Humint Events Online: Is "American Exceptionalism" Really Just a Nice Way to Say

Sunday, May 15, 2011

Is "American Exceptionalism" Really Just a Nice Way to Say

we're run by exceptionally evil fuckers?


UPDATE: "The quaint and obsolete Nuremberg principles" by Glenn Greenwald shows our exceptional evil:
To much controversy, Noam Chomsky recently wrote: "uncontroversially, Bush's crimes vastly exceed bin Laden's." That claim prompted widespread objections, including from Andrew Sullivan, who specifically criticized Chomsky's use of the word "uncontroversially" in making that claim. That semantic objection is not invalid: of course that comparative judgment is controversial, especially in the U.S.

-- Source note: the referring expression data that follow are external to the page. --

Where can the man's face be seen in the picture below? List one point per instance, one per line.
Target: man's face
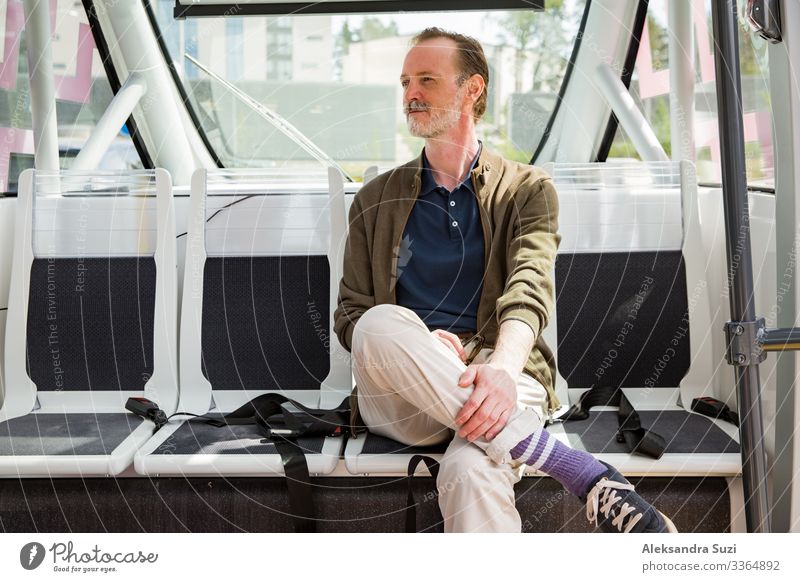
(432, 99)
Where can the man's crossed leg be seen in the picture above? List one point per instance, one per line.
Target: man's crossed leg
(408, 391)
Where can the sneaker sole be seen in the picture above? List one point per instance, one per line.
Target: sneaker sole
(670, 526)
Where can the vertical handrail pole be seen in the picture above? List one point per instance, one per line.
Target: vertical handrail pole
(740, 265)
(43, 93)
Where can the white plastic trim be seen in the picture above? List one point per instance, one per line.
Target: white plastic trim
(20, 391)
(195, 392)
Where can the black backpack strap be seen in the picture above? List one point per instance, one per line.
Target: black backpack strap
(411, 504)
(636, 438)
(309, 421)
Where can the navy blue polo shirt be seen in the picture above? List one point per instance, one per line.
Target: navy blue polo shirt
(440, 266)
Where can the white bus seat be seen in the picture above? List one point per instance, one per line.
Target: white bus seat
(255, 318)
(92, 320)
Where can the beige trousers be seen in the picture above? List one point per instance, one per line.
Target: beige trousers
(408, 391)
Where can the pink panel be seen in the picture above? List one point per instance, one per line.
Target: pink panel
(12, 140)
(15, 17)
(651, 83)
(78, 88)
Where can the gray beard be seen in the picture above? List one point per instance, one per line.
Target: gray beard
(440, 122)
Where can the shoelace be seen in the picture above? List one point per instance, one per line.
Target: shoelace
(604, 497)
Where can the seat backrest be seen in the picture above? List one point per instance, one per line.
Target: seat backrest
(629, 277)
(257, 304)
(93, 304)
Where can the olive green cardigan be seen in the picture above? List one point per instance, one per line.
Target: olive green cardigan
(519, 215)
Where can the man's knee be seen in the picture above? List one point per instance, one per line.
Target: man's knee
(379, 324)
(473, 471)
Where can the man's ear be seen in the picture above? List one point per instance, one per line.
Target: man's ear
(475, 86)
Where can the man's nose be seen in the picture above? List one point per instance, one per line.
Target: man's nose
(412, 91)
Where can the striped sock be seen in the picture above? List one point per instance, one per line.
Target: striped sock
(576, 470)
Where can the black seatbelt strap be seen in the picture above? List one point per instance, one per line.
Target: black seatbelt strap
(298, 485)
(714, 408)
(637, 439)
(411, 504)
(281, 427)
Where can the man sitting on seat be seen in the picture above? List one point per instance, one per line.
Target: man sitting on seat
(458, 246)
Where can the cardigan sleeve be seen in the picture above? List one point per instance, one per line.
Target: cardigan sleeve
(533, 241)
(356, 293)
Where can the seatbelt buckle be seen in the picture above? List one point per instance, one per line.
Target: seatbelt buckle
(146, 409)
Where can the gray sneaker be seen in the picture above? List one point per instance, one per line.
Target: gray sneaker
(614, 507)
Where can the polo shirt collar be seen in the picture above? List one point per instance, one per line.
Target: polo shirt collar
(429, 184)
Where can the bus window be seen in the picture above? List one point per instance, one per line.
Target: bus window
(650, 88)
(336, 79)
(82, 92)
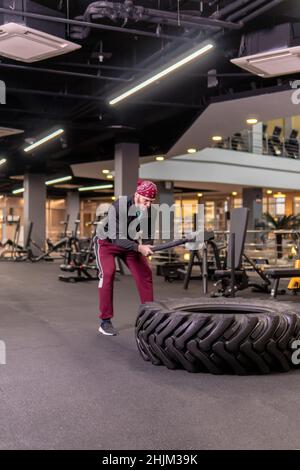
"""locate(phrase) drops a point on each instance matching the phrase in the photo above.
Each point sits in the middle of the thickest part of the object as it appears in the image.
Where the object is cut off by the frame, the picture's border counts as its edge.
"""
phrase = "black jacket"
(117, 233)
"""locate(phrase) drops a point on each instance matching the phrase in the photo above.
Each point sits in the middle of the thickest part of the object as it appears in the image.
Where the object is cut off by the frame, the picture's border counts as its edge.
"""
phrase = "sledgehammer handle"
(165, 246)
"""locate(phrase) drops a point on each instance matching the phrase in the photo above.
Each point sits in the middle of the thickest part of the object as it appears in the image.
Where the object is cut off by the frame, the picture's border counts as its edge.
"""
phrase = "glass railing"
(249, 142)
(264, 247)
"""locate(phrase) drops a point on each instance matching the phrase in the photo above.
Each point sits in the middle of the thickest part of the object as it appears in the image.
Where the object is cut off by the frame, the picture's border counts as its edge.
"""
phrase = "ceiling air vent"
(271, 52)
(19, 42)
(5, 131)
(272, 64)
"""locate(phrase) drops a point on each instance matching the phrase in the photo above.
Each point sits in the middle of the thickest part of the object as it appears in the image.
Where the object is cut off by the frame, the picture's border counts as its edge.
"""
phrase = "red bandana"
(146, 189)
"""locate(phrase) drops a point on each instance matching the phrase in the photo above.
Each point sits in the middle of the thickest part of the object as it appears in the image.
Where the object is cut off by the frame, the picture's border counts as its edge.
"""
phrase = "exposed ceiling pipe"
(262, 10)
(230, 8)
(243, 11)
(140, 69)
(63, 72)
(127, 11)
(85, 24)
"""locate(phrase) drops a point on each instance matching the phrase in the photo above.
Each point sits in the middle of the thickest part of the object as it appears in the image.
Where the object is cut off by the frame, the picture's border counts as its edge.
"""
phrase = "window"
(280, 206)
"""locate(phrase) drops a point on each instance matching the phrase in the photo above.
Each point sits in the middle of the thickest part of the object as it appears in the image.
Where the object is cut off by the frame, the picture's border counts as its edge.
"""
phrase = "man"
(116, 238)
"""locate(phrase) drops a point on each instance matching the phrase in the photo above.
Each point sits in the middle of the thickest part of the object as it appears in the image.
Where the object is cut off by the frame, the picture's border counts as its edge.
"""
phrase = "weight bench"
(233, 277)
(280, 273)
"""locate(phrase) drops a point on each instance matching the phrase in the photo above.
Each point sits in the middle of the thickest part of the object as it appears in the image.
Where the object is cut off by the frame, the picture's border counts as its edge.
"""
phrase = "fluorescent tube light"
(162, 74)
(45, 139)
(59, 180)
(18, 191)
(91, 188)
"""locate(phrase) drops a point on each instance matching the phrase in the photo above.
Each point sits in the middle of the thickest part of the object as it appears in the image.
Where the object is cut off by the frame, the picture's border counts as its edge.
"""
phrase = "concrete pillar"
(4, 222)
(165, 192)
(253, 200)
(165, 196)
(35, 208)
(72, 208)
(126, 168)
(288, 126)
(257, 138)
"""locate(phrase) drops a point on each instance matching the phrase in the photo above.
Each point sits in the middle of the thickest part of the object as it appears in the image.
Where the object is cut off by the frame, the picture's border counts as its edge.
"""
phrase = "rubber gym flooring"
(66, 387)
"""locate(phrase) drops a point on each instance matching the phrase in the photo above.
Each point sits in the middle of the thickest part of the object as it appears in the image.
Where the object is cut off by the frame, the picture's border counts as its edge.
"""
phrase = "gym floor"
(67, 387)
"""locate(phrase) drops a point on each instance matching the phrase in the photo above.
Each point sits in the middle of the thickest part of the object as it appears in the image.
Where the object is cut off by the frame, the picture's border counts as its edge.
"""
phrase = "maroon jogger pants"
(136, 263)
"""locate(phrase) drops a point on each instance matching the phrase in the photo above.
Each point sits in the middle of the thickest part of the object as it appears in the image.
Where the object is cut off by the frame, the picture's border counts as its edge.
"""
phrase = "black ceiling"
(41, 98)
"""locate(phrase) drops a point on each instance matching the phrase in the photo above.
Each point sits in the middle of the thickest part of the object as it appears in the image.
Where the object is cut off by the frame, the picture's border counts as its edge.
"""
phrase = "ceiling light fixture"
(18, 191)
(92, 188)
(185, 60)
(59, 180)
(252, 121)
(44, 140)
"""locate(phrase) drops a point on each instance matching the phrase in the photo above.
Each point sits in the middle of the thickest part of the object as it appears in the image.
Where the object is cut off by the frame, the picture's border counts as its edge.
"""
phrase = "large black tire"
(235, 336)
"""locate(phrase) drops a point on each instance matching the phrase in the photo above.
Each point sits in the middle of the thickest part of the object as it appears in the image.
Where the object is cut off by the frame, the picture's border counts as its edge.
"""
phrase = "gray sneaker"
(106, 328)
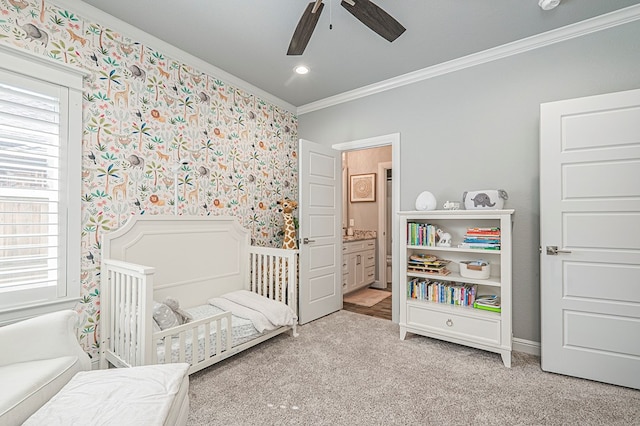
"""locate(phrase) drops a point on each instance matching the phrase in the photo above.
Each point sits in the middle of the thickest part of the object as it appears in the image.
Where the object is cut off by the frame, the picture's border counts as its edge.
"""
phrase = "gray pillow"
(164, 316)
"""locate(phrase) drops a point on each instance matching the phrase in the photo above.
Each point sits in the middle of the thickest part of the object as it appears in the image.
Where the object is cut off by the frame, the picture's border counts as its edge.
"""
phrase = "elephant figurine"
(484, 199)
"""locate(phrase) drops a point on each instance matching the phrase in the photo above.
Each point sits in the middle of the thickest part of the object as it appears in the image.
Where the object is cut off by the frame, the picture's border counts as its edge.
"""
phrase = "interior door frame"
(381, 282)
(392, 139)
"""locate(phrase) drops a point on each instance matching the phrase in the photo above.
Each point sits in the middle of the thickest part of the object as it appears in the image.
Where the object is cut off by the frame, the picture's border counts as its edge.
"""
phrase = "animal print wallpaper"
(159, 136)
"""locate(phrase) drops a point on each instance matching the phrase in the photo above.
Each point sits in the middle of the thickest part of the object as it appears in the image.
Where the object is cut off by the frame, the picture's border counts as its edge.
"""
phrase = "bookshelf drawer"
(450, 323)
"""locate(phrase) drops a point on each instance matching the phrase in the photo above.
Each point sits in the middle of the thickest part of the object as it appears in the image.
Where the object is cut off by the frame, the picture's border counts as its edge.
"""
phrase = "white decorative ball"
(426, 201)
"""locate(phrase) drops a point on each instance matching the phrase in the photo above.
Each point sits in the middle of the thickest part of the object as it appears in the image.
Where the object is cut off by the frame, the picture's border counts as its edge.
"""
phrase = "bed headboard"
(195, 257)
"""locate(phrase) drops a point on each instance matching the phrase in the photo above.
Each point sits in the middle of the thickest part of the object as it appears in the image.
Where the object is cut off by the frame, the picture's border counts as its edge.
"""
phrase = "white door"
(320, 233)
(590, 211)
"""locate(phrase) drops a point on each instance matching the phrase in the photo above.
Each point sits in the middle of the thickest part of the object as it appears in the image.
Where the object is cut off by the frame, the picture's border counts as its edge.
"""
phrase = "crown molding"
(87, 11)
(579, 29)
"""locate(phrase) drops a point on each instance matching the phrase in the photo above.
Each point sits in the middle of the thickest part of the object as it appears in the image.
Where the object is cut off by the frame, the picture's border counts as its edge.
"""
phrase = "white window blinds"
(40, 184)
(32, 257)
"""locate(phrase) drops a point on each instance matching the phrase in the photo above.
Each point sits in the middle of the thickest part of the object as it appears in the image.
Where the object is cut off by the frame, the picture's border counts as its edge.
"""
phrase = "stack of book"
(427, 264)
(449, 293)
(421, 234)
(488, 303)
(482, 238)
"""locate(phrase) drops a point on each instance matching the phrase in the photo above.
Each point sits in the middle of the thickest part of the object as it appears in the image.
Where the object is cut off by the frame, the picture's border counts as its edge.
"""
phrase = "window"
(40, 156)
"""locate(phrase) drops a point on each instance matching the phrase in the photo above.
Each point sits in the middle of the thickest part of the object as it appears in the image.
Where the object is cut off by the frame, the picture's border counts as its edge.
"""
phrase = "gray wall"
(478, 129)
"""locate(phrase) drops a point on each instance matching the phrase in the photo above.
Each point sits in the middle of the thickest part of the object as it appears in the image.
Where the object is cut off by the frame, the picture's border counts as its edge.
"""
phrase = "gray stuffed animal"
(183, 316)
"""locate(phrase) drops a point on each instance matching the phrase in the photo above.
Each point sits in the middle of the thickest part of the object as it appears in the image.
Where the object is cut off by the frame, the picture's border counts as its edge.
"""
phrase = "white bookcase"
(464, 325)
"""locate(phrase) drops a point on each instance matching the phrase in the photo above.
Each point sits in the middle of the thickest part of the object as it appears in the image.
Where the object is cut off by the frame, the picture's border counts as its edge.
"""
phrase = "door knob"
(553, 250)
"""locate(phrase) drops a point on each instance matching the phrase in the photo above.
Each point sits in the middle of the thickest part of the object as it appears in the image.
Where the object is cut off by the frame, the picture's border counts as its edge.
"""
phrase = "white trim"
(579, 29)
(41, 67)
(392, 139)
(526, 346)
(87, 11)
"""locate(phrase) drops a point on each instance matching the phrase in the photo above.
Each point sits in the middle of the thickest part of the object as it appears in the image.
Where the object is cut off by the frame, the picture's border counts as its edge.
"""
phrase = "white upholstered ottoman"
(148, 395)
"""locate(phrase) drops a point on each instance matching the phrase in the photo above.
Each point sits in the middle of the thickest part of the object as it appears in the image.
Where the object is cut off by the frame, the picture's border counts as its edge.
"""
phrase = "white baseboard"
(527, 346)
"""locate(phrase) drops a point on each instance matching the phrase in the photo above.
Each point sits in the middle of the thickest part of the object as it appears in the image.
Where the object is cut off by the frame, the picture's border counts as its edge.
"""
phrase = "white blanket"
(122, 396)
(259, 321)
(276, 313)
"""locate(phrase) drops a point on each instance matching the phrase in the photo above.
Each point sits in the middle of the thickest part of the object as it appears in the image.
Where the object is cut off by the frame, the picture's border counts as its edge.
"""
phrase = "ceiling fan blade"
(305, 28)
(375, 18)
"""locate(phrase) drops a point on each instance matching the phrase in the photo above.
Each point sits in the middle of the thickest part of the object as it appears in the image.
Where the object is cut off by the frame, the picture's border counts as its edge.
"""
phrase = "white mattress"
(123, 396)
(242, 331)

Nor do I think such comparisons are ultimately worthwhile: how does one weigh the intentional targeting of civilians that kills several thousand against an illegal, aggressive war that recklessly and foreseeably causes the deaths of at least 100,000 innocent people, and almost certainly far more? Comparisons aside: what is clear is that Bush's crimes are grave, of historic proportion, and it's simply impossible for anyone who believes in the Nuremberg Principles to deny that.

His invasion of Iraq caused the deaths of at least 100,000 (and almost certainly more) innocent Iraqis: vastly more than bin Laden could have dreamed of causing. It left millions of people internally and externally displaced for years. It destroyed a nation of 26 million people. It was without question an illegal war of aggression: what the lead prosecutor of the Nuremberg Trials -- as Ferencz just reminded us -- called the "the central crime in this pattern of crimes, the kingpin which holds them all together." And that's to say nothing of the worldwide regime of torture, disappearances, and black sites created by the U.S during the Bush years.

Yet the very same country -- and often the very same people -- collectively insisting upon the imperative of punishing civilian deaths (in the bin Laden case) has banded together to shield George Bush from any accountability of any kind. Both political parties -- and the current President -- have invented entirely new Orwellian slogans of pure lawlessness to justify this protection (Look Forward, Not Backward): one that selectively operates to protect only high-level U.S. war criminals but not those who expose their crimes. Worse, many of Bush's most egregious crimes -- including the false pretenses that led to this unfathomably lethal aggressive war and the widespread abuse of prisoners that accompanied it -- were well known to the country when it re-elected him in 2004.
Also these crimes by both the US and Israel.